Kiwanuka railed against NFL contracts in general and the situation he found himself in specifically when he saw his pay for 2014 slashed from $4.375 million to $1.5 million. Kiwanuka said he went along with the Giants’ request to take a pay cut in large part because his wife had a baby in April and he didn’t want to uproot his family this offseason, but he doesn’t appreciate the fact that NFL teams can cut a player at any time.
“It’s something that is bargained collectively and for me, as an individual, you only have one action or recourse and that is to withhold your services and hold out,” Kiwanuka told Conor Orr of the Star-Ledger. “There is no market for you to shop your skills around. That is the part that is very unfair to players. We’ve come a long way, I can’t imagine playing in the league without free agency, there has been progress. It is more fair than it has been in the past but that doesn’t mean it’s fair or equal now.”
Kiwanuka believes NFL contracts should be structured more like Major League Baseball contracts, so that the whole deal is guaranteed.

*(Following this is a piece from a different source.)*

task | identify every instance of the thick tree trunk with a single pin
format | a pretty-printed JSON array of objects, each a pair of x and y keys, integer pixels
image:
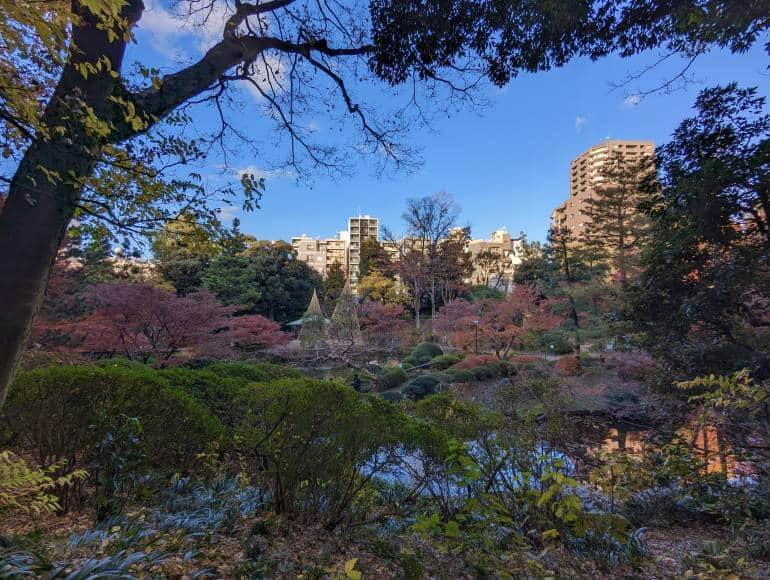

“If we are going to be playing on these contracts, make them contracts,” Kiwanuka said. “Either that or everyone sign a one-year deal every year and we’ll do it that way. It’s not fair to be locked in somewhere and have that place say that we’ve decided not to honor the rest of the deal. I don’t think it is a contract by definition if one side can opt out of it at any point and the other has no recourse.”
Although he described himself as “very angry and very upset” when he first found out the Giants were going to force him to take a pay cut or get cut, he also described himself as a “team player” who will do everything the Giants ask of him. He just wishes NFL teams weren’t so often asking players to take less money.